気付かれずに身を起こせる確率は、だいたい5分だった。最初の日のように転移で抜けようかと思ったことはあるけれど、魔力を込めた瞬間に必ず彼は目を覚まして、ぞっとするような目で私を見るから、少なくともこの部屋の中では2度と使わないと決めた。
「―――うごくな。逃げるな」
「……起きて、第一声がそれ?おはよう、ヴェルシオ」
折角半身は抜け出せたのに、今日は2分の1に負けたらしい。返事はないまま、馬乗りの彼にベッドの中心に引き戻される。
良く抱かれないな、と思う。前に墓穴を掘ったから、もう言わないけれど。機嫌がいいのか悪いのか分からない顔で頭を抱え込まれて、どくどくと脈打つ心臓の音を聞く。
早くも乱れもない音は、なんの感情も伝えてくれなかった。
停滞を部屋に収めたら、こんな風になるのだろうか。
安い生地だった服はもう、クローゼットにあったシルクのワンピースに着替えていた。女物しかないのに彼の服も変わっているから、食事がそうであるように、どこかから調達しているのだろう。
監禁と軟禁のどちらだろうな、と思う。
言葉を掛けてもほとんど返事はないし、扉に向かうことも許されない。部屋の中ならある程度好きに過ごせるけれど、ずっと視線はついて回る。
恋人とか恋愛感情を持つ相手への振る舞いというよりは、ぬいぐるみを手放したくない子供の方が、ずっとしっくりくる。じっさい彼が子供のころ手放さなかったのは本だけれど、もし誰かからぬいぐるみを与えられていたら、大切に抱え込んで、決して手放したがらなそうな所はあった。

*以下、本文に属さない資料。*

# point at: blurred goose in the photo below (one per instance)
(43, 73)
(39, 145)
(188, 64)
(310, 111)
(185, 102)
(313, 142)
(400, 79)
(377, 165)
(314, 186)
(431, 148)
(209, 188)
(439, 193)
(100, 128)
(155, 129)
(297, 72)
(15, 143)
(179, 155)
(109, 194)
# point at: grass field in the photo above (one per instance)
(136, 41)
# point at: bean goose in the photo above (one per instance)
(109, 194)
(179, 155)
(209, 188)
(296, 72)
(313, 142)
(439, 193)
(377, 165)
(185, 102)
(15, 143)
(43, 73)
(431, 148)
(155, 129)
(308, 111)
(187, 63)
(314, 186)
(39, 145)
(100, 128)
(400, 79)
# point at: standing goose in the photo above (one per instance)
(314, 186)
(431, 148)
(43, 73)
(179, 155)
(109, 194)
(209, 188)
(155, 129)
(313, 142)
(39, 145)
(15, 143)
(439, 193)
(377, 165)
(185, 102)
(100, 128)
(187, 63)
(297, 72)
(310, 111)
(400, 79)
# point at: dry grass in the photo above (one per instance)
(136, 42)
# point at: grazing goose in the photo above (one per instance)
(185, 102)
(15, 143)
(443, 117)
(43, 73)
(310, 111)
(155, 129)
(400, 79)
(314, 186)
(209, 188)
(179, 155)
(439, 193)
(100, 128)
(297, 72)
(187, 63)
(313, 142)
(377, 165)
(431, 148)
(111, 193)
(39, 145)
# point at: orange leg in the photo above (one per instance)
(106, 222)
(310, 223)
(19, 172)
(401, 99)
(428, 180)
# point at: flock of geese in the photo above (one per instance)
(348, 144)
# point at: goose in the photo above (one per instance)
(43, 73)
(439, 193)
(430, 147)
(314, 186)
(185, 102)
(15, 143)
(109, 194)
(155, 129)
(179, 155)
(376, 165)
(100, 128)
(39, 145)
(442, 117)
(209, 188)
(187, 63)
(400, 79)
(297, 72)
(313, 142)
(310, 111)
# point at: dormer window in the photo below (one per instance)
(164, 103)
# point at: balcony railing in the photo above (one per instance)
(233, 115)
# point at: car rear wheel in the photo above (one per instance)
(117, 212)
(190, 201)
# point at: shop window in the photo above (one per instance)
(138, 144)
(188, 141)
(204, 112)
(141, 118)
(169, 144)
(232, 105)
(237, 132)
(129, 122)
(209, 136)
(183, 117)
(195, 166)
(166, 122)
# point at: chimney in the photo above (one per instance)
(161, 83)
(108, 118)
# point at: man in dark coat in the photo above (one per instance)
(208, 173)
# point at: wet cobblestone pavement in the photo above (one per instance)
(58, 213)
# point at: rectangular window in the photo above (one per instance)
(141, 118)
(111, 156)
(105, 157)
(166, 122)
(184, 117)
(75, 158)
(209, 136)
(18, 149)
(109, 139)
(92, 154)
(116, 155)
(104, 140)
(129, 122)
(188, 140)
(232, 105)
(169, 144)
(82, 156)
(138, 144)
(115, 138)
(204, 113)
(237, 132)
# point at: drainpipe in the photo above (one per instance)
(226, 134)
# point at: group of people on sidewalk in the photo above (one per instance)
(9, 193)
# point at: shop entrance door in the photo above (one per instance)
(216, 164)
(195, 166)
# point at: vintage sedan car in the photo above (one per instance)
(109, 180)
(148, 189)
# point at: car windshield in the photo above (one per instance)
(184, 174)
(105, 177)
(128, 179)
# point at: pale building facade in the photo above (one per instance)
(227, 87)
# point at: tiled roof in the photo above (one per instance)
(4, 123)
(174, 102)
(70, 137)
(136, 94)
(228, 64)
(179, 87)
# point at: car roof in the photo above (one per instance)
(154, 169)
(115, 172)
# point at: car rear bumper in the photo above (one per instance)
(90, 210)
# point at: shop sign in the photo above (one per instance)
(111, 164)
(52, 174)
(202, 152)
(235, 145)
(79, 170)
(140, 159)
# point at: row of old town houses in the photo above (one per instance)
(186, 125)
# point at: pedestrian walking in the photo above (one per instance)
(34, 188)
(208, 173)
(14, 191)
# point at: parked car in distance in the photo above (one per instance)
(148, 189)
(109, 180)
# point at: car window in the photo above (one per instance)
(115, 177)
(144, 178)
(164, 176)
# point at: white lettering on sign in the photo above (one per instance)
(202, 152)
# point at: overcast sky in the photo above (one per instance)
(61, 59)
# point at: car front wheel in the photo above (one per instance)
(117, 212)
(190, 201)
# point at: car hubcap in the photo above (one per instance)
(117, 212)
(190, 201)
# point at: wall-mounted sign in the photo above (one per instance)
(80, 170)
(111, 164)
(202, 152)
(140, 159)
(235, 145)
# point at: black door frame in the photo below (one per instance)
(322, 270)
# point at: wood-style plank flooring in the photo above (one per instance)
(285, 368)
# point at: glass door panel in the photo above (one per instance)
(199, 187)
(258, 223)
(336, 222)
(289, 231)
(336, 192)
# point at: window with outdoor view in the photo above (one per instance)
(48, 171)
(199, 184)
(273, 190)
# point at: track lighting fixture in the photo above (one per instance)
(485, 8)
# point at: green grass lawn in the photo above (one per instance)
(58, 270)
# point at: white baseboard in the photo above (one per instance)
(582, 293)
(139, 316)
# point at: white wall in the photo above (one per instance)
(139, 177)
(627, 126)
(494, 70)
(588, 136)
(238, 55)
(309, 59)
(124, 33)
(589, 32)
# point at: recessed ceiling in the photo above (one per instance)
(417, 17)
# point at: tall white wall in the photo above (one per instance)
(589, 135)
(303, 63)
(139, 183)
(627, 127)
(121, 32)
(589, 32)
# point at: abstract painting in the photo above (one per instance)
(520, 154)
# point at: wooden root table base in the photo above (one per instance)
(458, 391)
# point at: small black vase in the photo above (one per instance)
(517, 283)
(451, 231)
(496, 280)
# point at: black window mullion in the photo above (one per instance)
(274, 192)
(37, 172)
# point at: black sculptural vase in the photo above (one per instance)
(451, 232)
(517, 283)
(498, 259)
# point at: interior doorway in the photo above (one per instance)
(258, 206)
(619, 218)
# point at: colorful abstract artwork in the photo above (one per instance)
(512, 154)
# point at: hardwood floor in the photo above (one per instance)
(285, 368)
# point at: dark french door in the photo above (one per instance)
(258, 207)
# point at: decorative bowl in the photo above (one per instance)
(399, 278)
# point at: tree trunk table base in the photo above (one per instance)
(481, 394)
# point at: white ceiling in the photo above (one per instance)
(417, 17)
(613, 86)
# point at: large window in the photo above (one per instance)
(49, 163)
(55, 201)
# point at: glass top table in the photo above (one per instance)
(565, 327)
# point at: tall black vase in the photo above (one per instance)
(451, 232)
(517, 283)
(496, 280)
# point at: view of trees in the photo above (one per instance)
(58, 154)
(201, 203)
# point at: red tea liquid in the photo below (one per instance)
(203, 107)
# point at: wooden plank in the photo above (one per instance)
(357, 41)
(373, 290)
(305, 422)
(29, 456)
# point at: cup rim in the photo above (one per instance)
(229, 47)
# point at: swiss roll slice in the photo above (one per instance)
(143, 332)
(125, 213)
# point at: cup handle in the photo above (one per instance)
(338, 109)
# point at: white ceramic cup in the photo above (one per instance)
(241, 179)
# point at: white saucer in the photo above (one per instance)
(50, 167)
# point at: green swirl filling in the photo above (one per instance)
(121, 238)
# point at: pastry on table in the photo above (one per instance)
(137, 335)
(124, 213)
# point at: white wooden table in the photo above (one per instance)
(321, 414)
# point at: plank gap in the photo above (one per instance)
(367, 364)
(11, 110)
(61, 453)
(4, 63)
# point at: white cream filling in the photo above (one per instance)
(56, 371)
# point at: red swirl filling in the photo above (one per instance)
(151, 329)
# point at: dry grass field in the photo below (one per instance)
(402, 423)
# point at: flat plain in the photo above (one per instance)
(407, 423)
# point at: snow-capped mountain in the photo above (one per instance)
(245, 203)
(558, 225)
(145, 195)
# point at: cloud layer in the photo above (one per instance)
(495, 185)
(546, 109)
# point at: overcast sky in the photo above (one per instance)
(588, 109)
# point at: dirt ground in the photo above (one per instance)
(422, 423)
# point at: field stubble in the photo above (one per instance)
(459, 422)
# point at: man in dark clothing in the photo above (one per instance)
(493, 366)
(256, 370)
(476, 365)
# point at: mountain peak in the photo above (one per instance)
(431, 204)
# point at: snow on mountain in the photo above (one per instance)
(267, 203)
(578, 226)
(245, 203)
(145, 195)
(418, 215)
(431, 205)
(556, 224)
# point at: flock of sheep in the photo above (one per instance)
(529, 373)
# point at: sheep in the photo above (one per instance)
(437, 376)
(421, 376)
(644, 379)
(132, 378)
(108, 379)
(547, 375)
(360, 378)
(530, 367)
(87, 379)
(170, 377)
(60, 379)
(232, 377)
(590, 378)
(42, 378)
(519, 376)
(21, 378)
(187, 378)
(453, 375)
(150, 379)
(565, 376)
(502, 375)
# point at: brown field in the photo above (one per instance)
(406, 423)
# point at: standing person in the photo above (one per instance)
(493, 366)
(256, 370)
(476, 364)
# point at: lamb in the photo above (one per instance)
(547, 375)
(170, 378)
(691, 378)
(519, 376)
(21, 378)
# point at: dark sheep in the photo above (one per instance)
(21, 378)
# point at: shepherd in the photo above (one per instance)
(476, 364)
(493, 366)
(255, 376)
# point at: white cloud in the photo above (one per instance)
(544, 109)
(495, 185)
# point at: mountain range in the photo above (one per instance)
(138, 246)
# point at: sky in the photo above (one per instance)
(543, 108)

マーヤに笑いかけていたころは、と寄り添う2人の姿が脳裏に浮かんで、瞳を閉じる。真正面から向き合うにはまだ、鈍い痛みを伴う記憶だった。
彼が本を読んでいるところも、もうずいぶん見ていない。
肩に頭を摺り寄せられる。お高い生地から嗅ぎなれない匂いがして、口を開いた。
「香水?甘いにおいがする」
花と、ムスクだろうか。知らない香りだ。彼は公の場ではともかく、普段は香水を付けなかった。
「……服だな。香水の隣にあったから、移ったんだろう」
今日は返事をしてくれる日らしい。
「君の部屋?私も欲しい」
なるべく平静を装って、窓に向けていた視線を動かす。
なんせ、距離が近すぎるのだ。五感のどれでもいいから、気を紛らわせるものが欲しい。部屋にバスはついているし、浄化魔法もこまめに使っている。けっして不潔ではないはずだけれど、至近距離にいるのだから、香りを誤魔化したくもあった。

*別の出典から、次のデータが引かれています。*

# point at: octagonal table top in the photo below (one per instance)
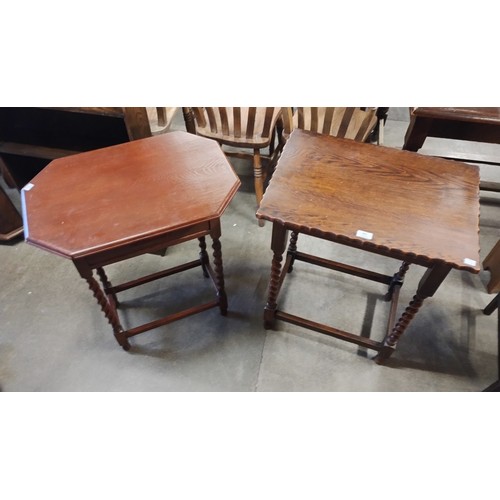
(102, 199)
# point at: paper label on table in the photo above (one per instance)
(364, 234)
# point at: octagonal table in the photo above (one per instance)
(112, 204)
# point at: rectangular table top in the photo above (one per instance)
(380, 199)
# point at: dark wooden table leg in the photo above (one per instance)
(292, 249)
(107, 308)
(397, 280)
(11, 224)
(278, 245)
(218, 268)
(429, 283)
(417, 132)
(203, 256)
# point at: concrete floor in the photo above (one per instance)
(53, 336)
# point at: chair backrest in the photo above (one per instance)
(349, 123)
(247, 124)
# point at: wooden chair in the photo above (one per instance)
(492, 264)
(243, 128)
(160, 119)
(350, 123)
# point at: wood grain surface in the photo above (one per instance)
(104, 199)
(417, 208)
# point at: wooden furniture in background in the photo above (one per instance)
(243, 128)
(112, 204)
(339, 187)
(32, 137)
(491, 263)
(463, 124)
(350, 123)
(11, 224)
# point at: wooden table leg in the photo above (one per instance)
(107, 308)
(203, 256)
(428, 285)
(11, 224)
(278, 245)
(215, 234)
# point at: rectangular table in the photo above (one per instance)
(397, 204)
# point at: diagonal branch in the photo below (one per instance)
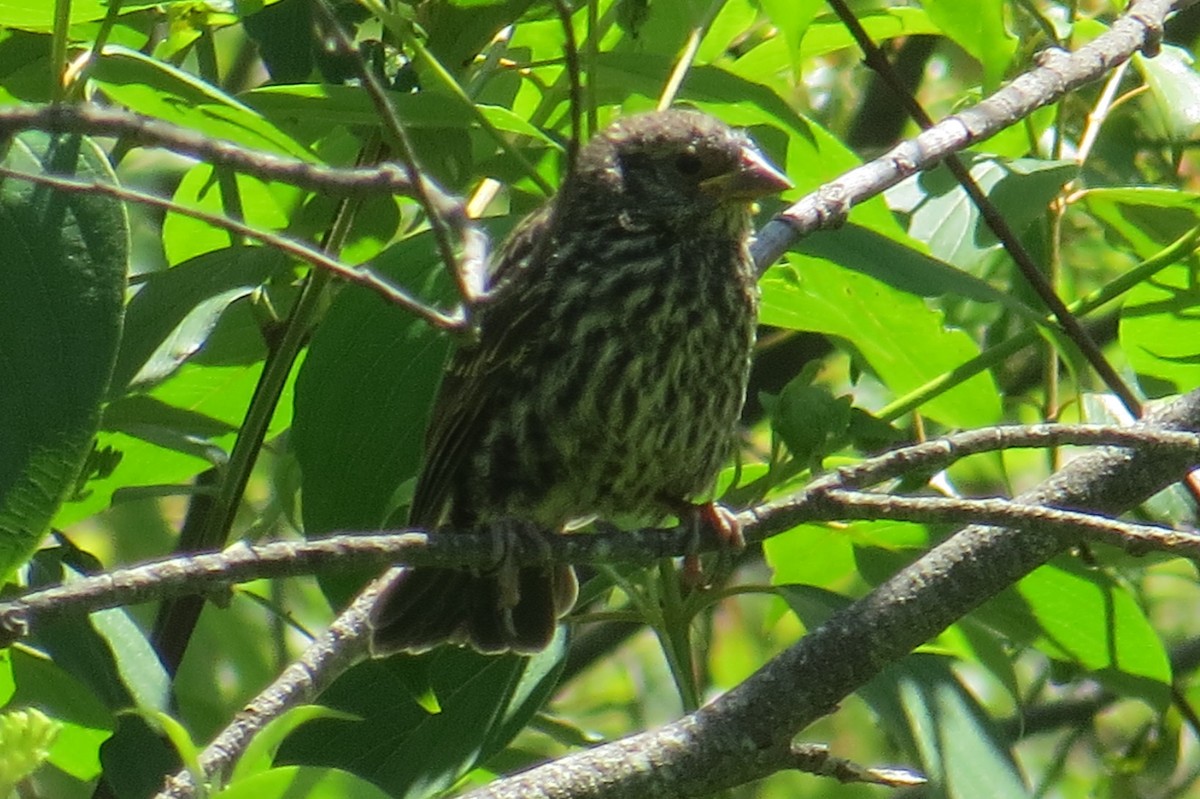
(747, 733)
(1060, 72)
(825, 499)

そうしてなにより、この部屋から出るきっかけが欲しい。何種類かある?選びに行きたいな、と意識して穏やかな声を出した。
「ないし、いらないだろう。このままでいい」
「良くないよ。お願い」
数秒の沈黙のあと、取りに行きたいものもあるしな、と、嫌そうな許可が降りた。
∮
オーランドとロザリーがそうであったように、彼の部屋は隣だった。
手を掴まれて部屋に入って、息を呑んだ。本が散らばった書庫より、ずっと酷い。
照明が割れ、日光以外の光源のないその部屋は、昼間なのに薄暗かった。窓も割れ、破片は床に散らばっている。
ベッド、デスク、クローゼット、傷のない家具は一つもない。嵐が何十回も通って荒らしたかのように、何もかもが壊されつくしていた。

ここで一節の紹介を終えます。